İngiliz arkeolog Arthur Evans, Akdeniz’de bulduğu taşlarda bir alfabenin kayıtlı olduğunu keşfetmişti. Daha sonra bu taşlarda aslında Linear A ve Linear B isimli iki farklı alfabe ve lisan olduğunu keşfeden araştırmacı, bu lisanları çözmeyi başaramadı. Linear B’nin sırrı, 1953 yılında amatör dilbilimci Michael Ventris tarafından çözüldü.
Ventris’in bulduğu tahlilin temelinde ise iki fikir yatıyordu. Bunlardan biri, metinde çok geçen sözcüklerin, taşların bulunduğu Girit Adası’ndaki konum ve kişilerin isimleri olduğu idi. Bahtına, bu yaklaşımı akıllıca çıktı. Gayri niyeti ise lisanın, erken periyot Yunan lisanlarından biri olduğu idi. Daha sonra metin süratle çözüldü.

Linear A ise çözülemeyen bir lisan olarak akıllarda kaldı. Günümüzde kullanılan makine çeviri teknikleri ve makine öğrenmesi teknolojisi, bu noktada bilim beşerlerine yeni bir umut oldu.
MIT’den Jiaming Luo ile Regina Barzilay ve Google’dan Yuan Cao, yeni bir makine öğrenmesi sistemi geliştirdi. Bu sistem, kayıp lisanlarda çeviri yapabiliyor. Üretilen yeni yazılım, Linear B lisanını otomatik olarak çevirdi. Bir kayıp lisanın otomatik olarak çevirisinin yapılması ise tarihte bir birinci oldu.

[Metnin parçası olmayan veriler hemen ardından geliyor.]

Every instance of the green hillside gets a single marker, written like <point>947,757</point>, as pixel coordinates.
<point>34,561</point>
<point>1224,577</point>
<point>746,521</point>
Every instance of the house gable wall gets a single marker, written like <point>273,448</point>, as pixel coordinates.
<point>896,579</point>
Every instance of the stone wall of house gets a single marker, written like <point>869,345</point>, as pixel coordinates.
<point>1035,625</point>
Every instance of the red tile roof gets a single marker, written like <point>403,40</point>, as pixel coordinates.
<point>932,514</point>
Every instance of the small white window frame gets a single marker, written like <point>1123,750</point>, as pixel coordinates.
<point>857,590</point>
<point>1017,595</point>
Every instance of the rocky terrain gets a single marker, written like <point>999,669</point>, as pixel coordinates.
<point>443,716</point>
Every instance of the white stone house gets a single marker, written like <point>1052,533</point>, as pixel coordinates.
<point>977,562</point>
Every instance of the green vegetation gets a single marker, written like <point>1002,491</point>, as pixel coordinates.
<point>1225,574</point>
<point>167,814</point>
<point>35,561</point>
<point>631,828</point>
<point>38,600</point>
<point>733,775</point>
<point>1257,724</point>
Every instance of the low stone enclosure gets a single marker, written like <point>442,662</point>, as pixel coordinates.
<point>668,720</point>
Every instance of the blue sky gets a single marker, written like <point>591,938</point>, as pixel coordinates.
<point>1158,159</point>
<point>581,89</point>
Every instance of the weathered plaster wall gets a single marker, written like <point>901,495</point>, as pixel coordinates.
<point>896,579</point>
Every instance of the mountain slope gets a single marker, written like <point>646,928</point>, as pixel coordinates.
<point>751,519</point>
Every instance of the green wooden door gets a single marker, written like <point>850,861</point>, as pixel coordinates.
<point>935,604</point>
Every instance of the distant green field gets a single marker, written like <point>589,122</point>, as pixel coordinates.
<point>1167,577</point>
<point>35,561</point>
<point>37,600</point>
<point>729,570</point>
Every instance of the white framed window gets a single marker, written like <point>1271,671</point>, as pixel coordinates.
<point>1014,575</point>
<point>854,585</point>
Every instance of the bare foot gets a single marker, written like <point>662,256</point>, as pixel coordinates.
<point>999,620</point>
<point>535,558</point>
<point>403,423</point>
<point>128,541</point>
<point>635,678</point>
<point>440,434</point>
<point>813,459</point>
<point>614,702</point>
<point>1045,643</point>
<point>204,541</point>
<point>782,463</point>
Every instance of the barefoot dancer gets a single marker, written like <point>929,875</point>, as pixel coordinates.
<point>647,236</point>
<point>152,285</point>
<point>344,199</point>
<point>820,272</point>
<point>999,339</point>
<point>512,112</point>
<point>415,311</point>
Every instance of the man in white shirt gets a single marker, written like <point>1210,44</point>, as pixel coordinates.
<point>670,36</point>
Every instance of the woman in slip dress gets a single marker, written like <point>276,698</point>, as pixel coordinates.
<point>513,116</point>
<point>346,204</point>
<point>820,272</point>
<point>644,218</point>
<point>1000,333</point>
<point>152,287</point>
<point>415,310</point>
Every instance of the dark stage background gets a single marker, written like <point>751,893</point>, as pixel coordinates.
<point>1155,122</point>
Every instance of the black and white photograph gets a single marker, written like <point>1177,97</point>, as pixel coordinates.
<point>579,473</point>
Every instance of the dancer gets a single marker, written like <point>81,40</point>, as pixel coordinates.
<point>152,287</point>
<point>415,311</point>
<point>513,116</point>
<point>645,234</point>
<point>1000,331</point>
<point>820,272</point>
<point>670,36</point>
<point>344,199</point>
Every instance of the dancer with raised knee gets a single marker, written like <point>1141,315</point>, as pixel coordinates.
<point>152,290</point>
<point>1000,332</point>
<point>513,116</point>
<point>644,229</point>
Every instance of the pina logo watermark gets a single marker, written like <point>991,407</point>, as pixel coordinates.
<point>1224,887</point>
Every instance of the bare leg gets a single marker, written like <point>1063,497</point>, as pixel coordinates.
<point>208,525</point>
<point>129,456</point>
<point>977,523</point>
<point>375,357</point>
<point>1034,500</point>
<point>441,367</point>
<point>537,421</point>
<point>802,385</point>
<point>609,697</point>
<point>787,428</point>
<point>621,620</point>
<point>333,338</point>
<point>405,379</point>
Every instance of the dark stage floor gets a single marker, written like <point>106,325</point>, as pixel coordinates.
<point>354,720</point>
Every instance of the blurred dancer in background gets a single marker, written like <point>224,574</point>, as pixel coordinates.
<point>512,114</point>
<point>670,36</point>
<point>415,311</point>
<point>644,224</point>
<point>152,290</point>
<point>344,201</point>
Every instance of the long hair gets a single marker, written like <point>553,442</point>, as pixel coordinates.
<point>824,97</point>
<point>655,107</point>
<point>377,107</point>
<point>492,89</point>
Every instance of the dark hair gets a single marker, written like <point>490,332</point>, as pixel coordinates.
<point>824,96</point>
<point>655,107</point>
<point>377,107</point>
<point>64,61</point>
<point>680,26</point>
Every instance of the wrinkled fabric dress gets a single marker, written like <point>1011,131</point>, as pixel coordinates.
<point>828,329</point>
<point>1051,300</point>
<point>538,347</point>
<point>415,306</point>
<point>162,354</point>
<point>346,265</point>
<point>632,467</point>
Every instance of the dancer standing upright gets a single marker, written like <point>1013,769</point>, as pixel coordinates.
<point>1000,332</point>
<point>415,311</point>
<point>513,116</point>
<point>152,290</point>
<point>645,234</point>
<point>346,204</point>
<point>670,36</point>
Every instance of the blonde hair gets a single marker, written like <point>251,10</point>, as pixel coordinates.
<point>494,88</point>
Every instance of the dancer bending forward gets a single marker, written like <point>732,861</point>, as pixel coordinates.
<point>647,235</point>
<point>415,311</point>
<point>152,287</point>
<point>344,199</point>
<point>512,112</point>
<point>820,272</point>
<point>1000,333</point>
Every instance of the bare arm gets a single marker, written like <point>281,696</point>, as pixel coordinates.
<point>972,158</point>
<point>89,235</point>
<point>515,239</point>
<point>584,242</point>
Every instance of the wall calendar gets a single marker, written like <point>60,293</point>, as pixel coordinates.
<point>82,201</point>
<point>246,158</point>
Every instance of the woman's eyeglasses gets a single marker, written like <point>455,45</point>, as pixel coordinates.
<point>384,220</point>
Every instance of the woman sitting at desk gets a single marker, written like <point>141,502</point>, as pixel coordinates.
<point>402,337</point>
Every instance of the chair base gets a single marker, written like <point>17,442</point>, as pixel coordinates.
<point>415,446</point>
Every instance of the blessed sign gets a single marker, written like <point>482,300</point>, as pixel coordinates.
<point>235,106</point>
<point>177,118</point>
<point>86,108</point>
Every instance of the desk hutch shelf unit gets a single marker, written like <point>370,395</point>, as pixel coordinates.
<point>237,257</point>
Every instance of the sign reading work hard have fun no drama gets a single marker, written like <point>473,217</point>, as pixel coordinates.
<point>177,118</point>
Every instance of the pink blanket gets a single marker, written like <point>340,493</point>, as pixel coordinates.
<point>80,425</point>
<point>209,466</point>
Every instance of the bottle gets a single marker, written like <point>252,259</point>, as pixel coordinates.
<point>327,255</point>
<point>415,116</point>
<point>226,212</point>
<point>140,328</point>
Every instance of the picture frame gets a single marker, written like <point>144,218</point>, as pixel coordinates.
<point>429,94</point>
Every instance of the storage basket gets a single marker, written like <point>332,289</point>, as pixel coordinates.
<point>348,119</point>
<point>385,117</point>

Olağanda makine öğrenmesi, emsal metinleri karşılaştırma temeline dayanır. Olgu tabanındaki lisanlarda bir arada bulunan sözcükleri, sözcük etkileşimlerini takip eder. Daha sonra da yalın matematiksel hesaplamalar yapar. Haliyle makine öğrenmesini çok az metin bulunan lisanlara uyarlamak mümkün değil üzere gözüküyordu.
Bundan birkaç yıl evvel ise bu inanış değişti. Alman bilim kişileri, makine öğrenmesini çok büyük olmayan done setleriyle de gerçekleştirmeyi başardı. Luo ve ekibi ise bu çalışmayı bir adım daha ileri taşıyarak meyyit lisanların çevirisini mümkün kıldı.

Çalışmalarda, lisanların yapısal olarak belirli çeşitlerde evrim geçirdikleri ve ona nazaran şekillendikleri malumatından yola çıkıldı. Böylelikle çerçevesi ve etkileşimleri net olarak zahir olan lisanların çevirisi mümkün oldu. Linear B ve İbranice’nin atası diyebileceğimiz Ugaritik lisanında makine çevirisi büyük muvaffakiyet sağladı.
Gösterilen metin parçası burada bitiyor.